The Government of India has started to ease the lockdown restrictions, which has been in place since March due to the ongoing COVID-19 pandemic. The government may also start domestic air travel for people stuck in various parts of the country. According to a PTI report, the government is looking to “make it mandatory for people to have Aarogya Setu mobile application installed in their phones while taking a flight post-lockdown.”
“Preliminary discussions regarding making this app mandatory for air passengers have been done with the airlines,” government officials told PTI.
The report adds, that if the proposal gets approved by the Aviation ministry, passengers will be required to have the app installed and completely functional on their smartphones before being allowed to travel.
All commercial flights had been cancelled during the lockdown period and only cargo flights, medical evacuation flights and special flights approved by the aviation regulator DGCA were being operated inside of the country.
The Aarogya Setu app uses a smartphone’s Bluetooth and location data to trace its user’s movement.
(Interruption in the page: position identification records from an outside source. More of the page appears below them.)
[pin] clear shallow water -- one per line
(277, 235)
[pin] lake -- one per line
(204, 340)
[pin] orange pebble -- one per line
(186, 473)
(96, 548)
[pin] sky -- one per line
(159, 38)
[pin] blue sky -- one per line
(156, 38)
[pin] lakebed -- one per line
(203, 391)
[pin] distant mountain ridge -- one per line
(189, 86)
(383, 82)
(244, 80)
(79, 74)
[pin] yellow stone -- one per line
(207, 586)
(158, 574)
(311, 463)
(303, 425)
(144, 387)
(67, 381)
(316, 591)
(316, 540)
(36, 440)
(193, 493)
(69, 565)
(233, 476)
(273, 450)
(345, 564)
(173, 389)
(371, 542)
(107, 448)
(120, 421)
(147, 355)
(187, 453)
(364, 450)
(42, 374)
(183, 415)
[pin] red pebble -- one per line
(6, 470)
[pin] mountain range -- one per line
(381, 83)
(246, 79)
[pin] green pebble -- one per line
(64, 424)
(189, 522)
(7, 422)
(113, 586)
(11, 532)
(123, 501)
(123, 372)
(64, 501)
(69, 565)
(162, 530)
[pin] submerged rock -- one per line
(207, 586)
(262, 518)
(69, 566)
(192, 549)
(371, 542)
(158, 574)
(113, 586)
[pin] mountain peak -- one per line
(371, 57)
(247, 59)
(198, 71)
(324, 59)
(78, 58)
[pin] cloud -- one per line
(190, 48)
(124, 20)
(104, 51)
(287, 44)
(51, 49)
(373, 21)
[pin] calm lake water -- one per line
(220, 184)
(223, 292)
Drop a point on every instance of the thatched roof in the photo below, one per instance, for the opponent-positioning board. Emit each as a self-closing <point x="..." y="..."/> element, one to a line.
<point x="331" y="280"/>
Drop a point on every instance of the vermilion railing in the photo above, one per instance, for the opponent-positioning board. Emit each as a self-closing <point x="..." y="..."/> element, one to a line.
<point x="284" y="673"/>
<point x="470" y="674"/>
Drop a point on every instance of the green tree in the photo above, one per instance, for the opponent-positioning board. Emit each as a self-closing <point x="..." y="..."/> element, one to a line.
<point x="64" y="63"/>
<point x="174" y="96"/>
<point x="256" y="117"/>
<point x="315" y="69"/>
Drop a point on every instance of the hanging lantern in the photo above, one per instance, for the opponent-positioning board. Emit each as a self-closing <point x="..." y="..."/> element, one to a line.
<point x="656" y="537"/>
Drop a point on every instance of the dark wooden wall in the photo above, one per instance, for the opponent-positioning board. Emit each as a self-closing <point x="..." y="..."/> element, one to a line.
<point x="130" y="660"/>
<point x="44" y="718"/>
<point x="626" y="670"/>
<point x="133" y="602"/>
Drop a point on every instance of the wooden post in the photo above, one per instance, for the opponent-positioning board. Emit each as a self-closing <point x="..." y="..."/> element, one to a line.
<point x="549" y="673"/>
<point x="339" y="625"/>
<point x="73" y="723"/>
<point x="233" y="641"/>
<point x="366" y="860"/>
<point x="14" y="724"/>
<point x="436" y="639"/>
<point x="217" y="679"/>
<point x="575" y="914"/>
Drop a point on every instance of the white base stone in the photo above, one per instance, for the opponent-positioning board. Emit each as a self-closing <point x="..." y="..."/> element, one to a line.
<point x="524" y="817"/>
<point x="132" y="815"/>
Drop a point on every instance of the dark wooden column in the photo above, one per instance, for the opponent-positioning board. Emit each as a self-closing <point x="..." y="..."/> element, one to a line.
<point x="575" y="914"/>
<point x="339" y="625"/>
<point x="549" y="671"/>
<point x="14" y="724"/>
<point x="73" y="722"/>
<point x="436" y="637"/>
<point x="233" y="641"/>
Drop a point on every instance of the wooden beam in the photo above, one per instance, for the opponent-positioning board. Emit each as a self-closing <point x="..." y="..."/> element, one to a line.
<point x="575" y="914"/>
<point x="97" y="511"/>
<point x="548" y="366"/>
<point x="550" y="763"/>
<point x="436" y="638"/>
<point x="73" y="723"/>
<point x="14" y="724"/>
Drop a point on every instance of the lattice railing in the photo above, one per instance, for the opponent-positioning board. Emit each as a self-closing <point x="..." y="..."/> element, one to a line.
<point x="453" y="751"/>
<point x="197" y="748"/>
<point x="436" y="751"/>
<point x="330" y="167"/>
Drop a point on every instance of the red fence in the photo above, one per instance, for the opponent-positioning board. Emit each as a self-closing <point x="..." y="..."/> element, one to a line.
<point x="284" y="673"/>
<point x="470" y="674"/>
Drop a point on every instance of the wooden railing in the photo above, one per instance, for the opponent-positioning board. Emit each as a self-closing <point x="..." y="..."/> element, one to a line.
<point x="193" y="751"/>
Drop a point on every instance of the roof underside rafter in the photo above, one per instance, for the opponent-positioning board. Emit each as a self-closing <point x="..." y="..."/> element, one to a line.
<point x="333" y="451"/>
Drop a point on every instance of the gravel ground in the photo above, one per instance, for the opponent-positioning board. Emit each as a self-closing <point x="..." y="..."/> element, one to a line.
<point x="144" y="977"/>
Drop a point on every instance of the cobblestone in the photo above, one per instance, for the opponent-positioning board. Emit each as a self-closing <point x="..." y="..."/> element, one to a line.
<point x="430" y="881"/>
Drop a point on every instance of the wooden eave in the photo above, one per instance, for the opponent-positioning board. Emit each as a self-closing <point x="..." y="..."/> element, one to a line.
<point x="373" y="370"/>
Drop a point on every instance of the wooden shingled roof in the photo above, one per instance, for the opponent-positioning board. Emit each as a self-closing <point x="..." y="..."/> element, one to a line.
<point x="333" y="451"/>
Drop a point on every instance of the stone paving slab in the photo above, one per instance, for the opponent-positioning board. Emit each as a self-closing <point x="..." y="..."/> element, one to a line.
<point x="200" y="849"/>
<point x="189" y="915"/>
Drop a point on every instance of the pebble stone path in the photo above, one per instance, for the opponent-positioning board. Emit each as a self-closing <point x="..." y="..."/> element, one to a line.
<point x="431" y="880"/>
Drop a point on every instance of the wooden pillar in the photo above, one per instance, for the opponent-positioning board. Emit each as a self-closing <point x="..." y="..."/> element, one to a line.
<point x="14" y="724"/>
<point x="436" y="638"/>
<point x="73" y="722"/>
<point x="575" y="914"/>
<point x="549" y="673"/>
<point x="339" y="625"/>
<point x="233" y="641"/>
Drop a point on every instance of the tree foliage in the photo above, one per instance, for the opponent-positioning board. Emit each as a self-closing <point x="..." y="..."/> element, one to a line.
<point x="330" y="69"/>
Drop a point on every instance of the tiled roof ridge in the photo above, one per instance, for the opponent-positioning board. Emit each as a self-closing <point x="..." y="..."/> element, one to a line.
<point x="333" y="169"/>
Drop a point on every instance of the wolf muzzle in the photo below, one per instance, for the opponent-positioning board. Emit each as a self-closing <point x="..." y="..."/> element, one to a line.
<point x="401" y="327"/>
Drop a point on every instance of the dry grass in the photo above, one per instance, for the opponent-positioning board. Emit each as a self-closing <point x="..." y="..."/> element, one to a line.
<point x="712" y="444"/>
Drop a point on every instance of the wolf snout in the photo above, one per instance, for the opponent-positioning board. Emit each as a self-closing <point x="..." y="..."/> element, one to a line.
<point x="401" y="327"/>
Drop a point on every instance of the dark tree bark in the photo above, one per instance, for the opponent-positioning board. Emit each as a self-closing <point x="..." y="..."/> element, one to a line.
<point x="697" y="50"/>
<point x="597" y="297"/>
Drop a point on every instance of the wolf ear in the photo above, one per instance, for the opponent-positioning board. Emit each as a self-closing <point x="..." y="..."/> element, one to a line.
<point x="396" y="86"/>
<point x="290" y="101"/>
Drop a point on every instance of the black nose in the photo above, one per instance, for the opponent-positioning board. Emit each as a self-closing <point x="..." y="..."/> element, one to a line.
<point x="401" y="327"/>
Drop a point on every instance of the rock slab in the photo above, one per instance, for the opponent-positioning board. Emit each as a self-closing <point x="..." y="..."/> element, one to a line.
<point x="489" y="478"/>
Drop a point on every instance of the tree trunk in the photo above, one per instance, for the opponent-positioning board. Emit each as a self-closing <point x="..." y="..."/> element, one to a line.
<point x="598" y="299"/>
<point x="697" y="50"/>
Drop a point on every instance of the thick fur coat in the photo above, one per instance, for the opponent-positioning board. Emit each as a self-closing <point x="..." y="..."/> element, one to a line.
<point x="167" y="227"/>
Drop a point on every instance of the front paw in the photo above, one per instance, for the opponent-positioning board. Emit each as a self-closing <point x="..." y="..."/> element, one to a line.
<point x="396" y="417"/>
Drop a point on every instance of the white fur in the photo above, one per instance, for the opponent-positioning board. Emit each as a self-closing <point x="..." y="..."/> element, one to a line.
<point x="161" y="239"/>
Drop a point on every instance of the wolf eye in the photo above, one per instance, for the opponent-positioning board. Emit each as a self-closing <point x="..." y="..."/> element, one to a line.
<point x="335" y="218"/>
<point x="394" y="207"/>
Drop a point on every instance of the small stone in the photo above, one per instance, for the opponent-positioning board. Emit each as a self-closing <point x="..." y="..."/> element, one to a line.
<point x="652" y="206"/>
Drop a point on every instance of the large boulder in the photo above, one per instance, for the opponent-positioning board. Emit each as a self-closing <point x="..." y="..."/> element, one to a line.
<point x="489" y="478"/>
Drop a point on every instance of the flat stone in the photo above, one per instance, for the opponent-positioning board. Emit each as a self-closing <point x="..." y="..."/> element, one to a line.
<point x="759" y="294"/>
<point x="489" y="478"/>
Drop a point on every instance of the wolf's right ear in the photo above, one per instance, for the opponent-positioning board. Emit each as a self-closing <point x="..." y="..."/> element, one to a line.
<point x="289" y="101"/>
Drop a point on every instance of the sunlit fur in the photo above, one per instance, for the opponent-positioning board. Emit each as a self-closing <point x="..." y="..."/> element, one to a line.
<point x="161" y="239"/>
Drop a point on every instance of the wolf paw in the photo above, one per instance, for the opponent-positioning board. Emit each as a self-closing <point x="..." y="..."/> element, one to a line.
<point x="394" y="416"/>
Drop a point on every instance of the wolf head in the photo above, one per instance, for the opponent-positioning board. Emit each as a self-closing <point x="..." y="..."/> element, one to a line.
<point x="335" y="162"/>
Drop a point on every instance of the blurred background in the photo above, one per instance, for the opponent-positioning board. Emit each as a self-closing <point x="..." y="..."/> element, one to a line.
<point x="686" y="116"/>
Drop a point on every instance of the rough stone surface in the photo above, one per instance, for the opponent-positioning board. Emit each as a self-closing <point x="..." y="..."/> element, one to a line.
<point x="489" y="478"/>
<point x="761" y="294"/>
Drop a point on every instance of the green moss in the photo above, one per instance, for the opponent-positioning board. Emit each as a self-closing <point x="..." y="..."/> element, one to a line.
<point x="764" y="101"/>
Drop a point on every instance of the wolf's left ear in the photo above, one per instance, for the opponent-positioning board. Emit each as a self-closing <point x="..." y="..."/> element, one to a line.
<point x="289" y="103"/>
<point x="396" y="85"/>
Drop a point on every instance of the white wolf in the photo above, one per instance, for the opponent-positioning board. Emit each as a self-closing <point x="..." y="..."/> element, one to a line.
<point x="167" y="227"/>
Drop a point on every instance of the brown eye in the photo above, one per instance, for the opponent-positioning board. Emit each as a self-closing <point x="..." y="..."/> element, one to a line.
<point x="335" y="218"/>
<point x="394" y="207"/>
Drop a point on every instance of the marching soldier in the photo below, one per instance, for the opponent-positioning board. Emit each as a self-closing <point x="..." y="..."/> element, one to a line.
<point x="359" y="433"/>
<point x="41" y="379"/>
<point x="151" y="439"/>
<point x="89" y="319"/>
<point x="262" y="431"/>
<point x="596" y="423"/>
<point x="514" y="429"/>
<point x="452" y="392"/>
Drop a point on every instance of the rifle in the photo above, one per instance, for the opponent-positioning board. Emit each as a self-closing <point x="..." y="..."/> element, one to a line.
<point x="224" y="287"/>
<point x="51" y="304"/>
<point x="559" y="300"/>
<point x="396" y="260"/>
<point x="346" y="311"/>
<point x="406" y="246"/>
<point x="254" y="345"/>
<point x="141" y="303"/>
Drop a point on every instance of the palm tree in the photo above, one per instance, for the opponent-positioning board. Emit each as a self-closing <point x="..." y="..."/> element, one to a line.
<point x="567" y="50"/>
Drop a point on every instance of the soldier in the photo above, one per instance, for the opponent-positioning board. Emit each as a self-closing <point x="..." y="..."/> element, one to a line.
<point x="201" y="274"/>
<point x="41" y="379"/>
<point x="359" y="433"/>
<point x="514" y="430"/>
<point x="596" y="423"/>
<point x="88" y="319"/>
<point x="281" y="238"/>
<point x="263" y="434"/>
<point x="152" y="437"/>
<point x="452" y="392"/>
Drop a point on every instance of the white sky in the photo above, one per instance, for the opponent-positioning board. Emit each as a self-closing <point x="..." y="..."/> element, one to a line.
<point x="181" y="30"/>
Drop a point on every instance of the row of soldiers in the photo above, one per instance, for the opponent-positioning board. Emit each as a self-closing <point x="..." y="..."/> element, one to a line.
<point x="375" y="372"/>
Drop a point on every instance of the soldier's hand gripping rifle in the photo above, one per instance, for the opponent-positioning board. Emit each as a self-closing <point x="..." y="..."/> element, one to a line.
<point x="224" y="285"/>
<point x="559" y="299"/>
This helps it keep a check on the user if they come in contact with a COVID-19 high-risk person. However, due to the app having access to so much sensitive data, people have been a bit skeptical about downloading it. However, Niti Aayog, CEO, Amitabh Kant in an interview with Aaj Tak recently, stated that the servers only keep the data of a safe user for 30 days while data of users at high-risk are stored for 60 days.
Indian Railways is also gradually resuming passenger train services. The Home Ministry has said that asymptomatic and confirmed ticket holders will be able to travel in trains amid the lockdown. Passengers as of now can only book tickets online using the IRCTC website and mobile app.
Passengers will have to reach the station 90 minutes in advance to be screened. They will be required to wear a face cover and undergo screening. Notably, the passengers are required to have the Aarogya Setu app installed and running on their phones before they are allowed to board the train.